Here’s your sample file. If you change the FileLocation parameter the queries will be restored.
eDNA - many2many.pbix (38.2 KB)

I hope this is helpful

1 Like

This is amazing!
1 question, 4 solutions (and counting…)

:smiley:

3 Likes

Yes @Melissa

This way we can learn more.

Let me know which one is best for this scenario.

I prefer calculated column for dimensions( They can use as a slicer in the report).
If it is measure they can’t use in slicer.

What do you think ?

If it’s a Dimension/Attribute then go for the Power Query solution.
From a performance standpoint, always try to push that as far back to the source as you can.

1 Like

Pushing back is good idea. But here we are merging two tables.
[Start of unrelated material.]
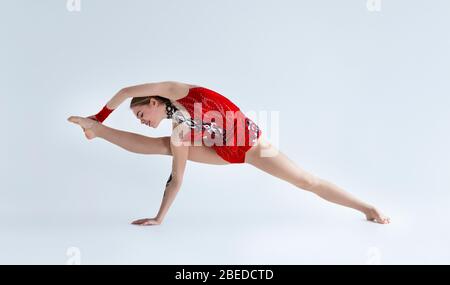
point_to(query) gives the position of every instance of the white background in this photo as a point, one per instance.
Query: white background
(363, 101)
In real time(My personal experience) when we are merging tables (large datasets) will face some performance issues.

Hi @Rajesh,

I understand and if there is a performance issue with the Merge the process can be optimized.
There’s a multitude of ways to solve this in Power Query - I guess “cross that bridge when we get there…”

@Rajesh thanks for your elegant solution. My TOPN grasp still needs attention.
So I went through a video where @sam.mckay provides a clear explanation.
Thanks again!

@JarrettM thanks for your kind replay. I do not get how it works (it actually does :slightly_smiling_face:).
Does the function lastnonblank relies on some order? User order can be random

This is a very lively community!
In the meanwhile I found this post where @sam.mckay shows these 2 techniques
Calculate the most recent value with DAX in Power BI - #2 by sam.mckay

In this scenario, slicing is required and it will make building the report easier (focus is on users).
I’ll try both in production where data is massive. Unfortunately, I do simple things, but being the size of data always overwhelming then even if approaches provide the same result, some are not applicable when the going gets tough.

Thanks @Melissa! Your DAX solution will take me some time to be understood. I’ll try also the PQ as well, but as mentioned with large data set I found Power Query is not always the most efficient solution

Hi @Roberto,

If you provide a small sample, column headers and query names are more important than the actual data, I’m confident we can improve performance.